The Supreme Court held that this clause was sufficiently broad to cover liability for injury arising from the negligence of the indemnifier’s own employee.[11]  However, the Supreme Court reaffirmed that indemnity clauses must be construed strictly, and that clear language is required to transfer liability.[12]  Despite this strict approach, the Supreme Court found that the broad language used did encompass the relevant liability in this case, and De Luca Properties Pty Ltd was liable to indemnify Lynsha Pty Ltd under the clause.[13]

What does this mean for businesses?

For businesses, it is important to take care when drafting indemnity clauses to ensure that they are enforceable.  Failure to draft them correctly can have significant legal and financial implications.

While broadly drafted indemnity clauses may be sufficient, as in Samways v WorkCover, the Courts will not interpret these clauses for things such as negligence or unless they are expressly included.[14]  This means businesses must draft indemnity clauses with precision, ensuring the scope of indemnity is clearly articulated and tailored to the specific risks of the agreement.  Failing to do so may leave a party exposed to liabilities it assumed were contractually covered.[15]

Links and further references

Cases

Ankar Pty Ltd v National Westminster Finance (Aust) Ltd (1987) 162 CLR 549

Andar Transport Pty Ltd v Brambles Limited [2004] HCA 28

Samways v WorkCover Queensland & Ors [2010] QSC 127

Further information about indemnity clauses in commercial contracts

If you need advice on including an enforceable indemnity clause in a commercial contract, please contact us for a confidential and obligation-free discussion:

Doyles Recommended TMT Lawyer 2024

[1] Concise Australian Legal Dictionary (4th ed, LexisNexis, 2010).

[2] Kelly, A Recent developments in Indemnities (Thomsons Lawyers).

[3] Andar Transport Pty Ltd v Brambles Ltd (2004) 217 CLR 424 at 71.

[4] Ankar Pty Ltd v National Westminster Finance (Aust) Ltd (1987) 162 CLR 549 at 21.

[5] Ankar Pty Ltd v National Westminster Finance (Aust) Ltd (1987) 162 CLR 549 at 21; Andar Transport Pty Ltd v Brambles Ltd (2004) 217 CLR 424 at 17-13.

[6] Andar Transport Pty Ltd v Brambles Ltd (2004) 217 CLR 424 at 93.

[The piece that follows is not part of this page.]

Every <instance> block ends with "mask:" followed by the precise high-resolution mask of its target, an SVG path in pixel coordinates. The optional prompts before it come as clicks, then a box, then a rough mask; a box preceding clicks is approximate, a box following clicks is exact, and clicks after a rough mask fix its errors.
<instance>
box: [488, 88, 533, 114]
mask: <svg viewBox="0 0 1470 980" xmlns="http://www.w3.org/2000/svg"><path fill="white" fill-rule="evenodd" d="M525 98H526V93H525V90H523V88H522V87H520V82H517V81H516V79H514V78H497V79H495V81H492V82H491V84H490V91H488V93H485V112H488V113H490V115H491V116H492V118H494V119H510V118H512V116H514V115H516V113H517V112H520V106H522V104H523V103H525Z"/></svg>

[7] Andar Transport Pty Ltd v Brambles Ltd (2004) 217 CLR 424 at 28.

[8] Andar Transport Pty Ltd v Brambles Ltd (2004) 217 CLR 424 at 71.

[9] Andar Transport Pty Ltd v Brambles Ltd (2004) 217 CLR 424 at 28.

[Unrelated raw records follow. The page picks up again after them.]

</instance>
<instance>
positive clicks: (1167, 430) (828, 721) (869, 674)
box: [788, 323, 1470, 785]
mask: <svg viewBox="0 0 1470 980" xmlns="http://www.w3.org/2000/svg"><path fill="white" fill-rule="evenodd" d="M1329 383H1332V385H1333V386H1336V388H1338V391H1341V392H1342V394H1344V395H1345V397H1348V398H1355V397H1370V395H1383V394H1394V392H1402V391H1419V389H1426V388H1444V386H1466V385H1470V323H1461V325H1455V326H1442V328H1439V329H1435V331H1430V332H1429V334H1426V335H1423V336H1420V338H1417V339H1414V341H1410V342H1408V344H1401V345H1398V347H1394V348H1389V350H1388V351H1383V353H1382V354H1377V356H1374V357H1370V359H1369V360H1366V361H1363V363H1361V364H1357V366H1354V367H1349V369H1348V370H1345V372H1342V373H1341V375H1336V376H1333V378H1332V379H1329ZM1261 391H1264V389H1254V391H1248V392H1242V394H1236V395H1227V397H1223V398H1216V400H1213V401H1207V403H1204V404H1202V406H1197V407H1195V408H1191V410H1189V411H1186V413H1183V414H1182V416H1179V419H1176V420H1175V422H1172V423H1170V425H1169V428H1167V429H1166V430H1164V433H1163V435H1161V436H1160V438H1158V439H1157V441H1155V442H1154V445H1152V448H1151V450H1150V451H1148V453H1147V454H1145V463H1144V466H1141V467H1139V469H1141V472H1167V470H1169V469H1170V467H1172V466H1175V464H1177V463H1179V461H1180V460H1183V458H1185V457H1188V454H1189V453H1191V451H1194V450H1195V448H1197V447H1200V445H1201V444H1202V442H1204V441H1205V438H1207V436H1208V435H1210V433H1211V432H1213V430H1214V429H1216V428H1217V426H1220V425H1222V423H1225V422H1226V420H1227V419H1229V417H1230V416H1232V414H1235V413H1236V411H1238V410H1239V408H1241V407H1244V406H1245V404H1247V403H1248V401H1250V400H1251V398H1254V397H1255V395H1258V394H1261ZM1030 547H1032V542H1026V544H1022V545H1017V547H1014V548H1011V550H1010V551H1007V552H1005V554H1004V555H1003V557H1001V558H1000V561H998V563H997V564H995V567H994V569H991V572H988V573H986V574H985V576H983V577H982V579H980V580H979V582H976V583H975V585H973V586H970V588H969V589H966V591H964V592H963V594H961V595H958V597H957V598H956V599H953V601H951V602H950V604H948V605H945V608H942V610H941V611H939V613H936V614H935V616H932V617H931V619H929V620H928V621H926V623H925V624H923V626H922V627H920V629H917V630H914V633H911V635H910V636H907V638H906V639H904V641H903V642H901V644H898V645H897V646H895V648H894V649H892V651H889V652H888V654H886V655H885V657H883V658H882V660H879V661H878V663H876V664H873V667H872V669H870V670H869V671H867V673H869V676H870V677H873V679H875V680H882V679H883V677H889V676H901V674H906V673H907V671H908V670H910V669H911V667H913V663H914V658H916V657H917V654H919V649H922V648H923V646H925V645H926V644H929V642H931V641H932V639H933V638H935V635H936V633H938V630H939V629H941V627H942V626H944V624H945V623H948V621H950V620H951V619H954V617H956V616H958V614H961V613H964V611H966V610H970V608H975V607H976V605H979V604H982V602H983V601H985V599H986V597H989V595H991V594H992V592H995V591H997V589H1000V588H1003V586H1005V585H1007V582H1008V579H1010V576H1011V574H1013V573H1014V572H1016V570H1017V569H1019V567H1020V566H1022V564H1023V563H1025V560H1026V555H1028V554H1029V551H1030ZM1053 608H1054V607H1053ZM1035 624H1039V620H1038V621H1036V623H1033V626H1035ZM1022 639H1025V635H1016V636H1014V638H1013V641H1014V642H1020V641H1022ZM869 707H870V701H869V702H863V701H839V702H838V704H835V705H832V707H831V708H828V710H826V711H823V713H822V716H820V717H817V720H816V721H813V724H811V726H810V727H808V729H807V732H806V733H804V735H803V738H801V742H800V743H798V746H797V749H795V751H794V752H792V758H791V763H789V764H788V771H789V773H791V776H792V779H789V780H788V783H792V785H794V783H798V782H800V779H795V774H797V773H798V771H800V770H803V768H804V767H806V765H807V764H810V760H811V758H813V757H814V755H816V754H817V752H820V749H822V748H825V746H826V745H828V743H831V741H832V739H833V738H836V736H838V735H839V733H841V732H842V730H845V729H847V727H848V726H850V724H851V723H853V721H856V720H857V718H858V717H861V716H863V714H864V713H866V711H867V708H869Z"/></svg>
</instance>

[10] Samways v WorkCover Queensland & Ors [2010] QSC 127 at 63.

[11] Samways v WorkCover Queensland & Ors [2010] QSC 127 at 74.

[12] Samways v WorkCover Queensland & Ors [2010] QSC 127 at 67.

[13] Samways v WorkCover Queensland & Ors [2010] QSC 127 at 80.

[14] Ankar Pty Ltd v National Westminster Finance (Aust) Ltd (1987) 162 CLR 549 at 21; Andar Transport Pty Ltd v Brambles Ltd (2004) 217 CLR 424 at 17-13.

[15] See generally Andar Transport Pty Ltd v Brambles Ltd (2004) 217 CLR 424.